Schwäbische Zeitung (Leutkirch / Isny / Bad Wurzach)
„Stressfreies Schlachten“am Argensee
Familie Wassermann schlachtet wieder selbst – Hauptkunden: Landwirte aus der Region
KISSLEGG - Seit Herbst wird am Argensee wieder selbst geschlachtet. Ein gutes halbes Jahr lang haben Albert und Yvonne Wassermann die ehemalige Metzgerei Rothmund umgebaut und haben in viel Eigenregie in Zusammenarbeit mit dem Veterinäramt das Schlachthaus am Argensee aufgebaut.
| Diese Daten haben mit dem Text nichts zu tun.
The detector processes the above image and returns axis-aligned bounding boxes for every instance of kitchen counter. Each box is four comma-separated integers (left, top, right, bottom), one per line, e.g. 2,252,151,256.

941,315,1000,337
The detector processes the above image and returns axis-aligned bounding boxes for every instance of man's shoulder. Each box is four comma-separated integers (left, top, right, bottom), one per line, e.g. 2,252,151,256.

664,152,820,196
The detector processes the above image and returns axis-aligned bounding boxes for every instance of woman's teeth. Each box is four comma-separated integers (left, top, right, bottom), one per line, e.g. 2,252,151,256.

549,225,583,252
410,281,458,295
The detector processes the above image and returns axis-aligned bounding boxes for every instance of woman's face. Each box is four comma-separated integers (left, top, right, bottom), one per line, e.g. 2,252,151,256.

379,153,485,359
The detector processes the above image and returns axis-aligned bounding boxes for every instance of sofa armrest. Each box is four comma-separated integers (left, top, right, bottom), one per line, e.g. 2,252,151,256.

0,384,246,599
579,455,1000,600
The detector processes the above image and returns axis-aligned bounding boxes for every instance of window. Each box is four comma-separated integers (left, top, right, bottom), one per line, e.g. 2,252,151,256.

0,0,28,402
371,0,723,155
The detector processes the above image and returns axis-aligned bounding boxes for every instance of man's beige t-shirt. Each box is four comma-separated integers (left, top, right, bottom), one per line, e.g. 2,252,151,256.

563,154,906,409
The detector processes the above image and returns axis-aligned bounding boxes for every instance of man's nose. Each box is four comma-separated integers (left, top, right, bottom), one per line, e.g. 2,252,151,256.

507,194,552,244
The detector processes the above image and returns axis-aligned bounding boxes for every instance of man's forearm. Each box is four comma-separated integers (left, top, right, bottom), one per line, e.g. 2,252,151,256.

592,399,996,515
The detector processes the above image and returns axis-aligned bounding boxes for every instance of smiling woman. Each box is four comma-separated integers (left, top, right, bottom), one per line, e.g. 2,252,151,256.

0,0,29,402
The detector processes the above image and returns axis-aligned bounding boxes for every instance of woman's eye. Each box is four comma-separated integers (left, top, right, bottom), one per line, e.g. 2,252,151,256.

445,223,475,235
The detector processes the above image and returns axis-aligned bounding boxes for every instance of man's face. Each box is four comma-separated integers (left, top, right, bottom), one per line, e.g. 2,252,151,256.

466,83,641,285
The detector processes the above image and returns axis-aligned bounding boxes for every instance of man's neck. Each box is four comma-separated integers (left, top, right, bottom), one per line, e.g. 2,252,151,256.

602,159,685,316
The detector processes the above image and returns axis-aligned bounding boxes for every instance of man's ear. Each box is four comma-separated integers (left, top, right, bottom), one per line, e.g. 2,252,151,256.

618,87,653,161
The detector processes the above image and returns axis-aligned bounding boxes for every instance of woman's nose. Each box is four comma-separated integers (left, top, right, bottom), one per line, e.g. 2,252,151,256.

Spezialisiert hat sich die Lohnschlachtung nun auf die Schlachtung und Zerlegung von Rindern. Die Kunden, hauptsächlich Landwirte, stammen meist aus der näheren Umgebung von Kißlegg.
2007 übernahm Albert Wassermann den Betrieb seiner Eltern, bis 2010 wurde noch geschlachtet. Dann wurde es Zeit für die mittlerweile dritte Generation, die Schlachträume komplett zu renovieren und auf EUStandard anzupassen. Zerlegt und verwurstet wurde im Haus der Wassermanns weiterhin, aber erst einmal nicht mehr geschlachtet. Dafür mietete Albert Wassermann regelmäßige die Räume einer Metzgerei in der Nähe an und transportierte die Tierhälften dann an den Argensee zur weiteren Verarbeitung. Die Schlachträume waren dort im Elternhaus bereits vorhanden, mussten aber in Absprache mit dem Veterinäramt auf den neuesten Stand gebracht werden. Zum Beispiel seien neue Böden verlegt worden, auch die Schlachttechnik sei neu, erläutert Yvonne Wassermann. Zudem wurden ein zusätzlicher Kühlraum eingebaut und die anderen renoviert. Viel Arbeit, Absprachen und Genehmigungen einholen seien für den Schritt hin zur eigenen Schlachtung nötig gewesen, erklärt Yvonne Wassermann weiter. Metzgermeister Albert Wassermann kann nun also wieder im eigenen Haus schlachten, zerlegen, verpacken, wursten. Ein Team aus Metzgern hilft ihm dabei. „Die Hauptkunden sind Landwirte aus der näheren Region, von Kißlegg bis Leutkirch, Wangen und Umgebung“, erklärt Yvonne Wassermann, die im Büro des Schlachthauses die Organisation des Betriebs übernommen hat. Auch einzelne Tiere können gebracht werden, die dann zum Selbstverbrauch für die jeweiligen Familien und Freunde verarbeitet werden. Familie Wassermann vermarktet das Fleisch und die Würste aber nicht selbst, es gibt keinen Ladenverkauf am Schlachthaus. Das Fleisch wird schon verkauft, bevor die Tiere geschlachtet werden. Dann werden Pakete für die Kunden auf Bestellung zusammengestellt. Den Verkauf übernehmen dann unter anderem die Landwirte, die ihre Rinder gebracht haben.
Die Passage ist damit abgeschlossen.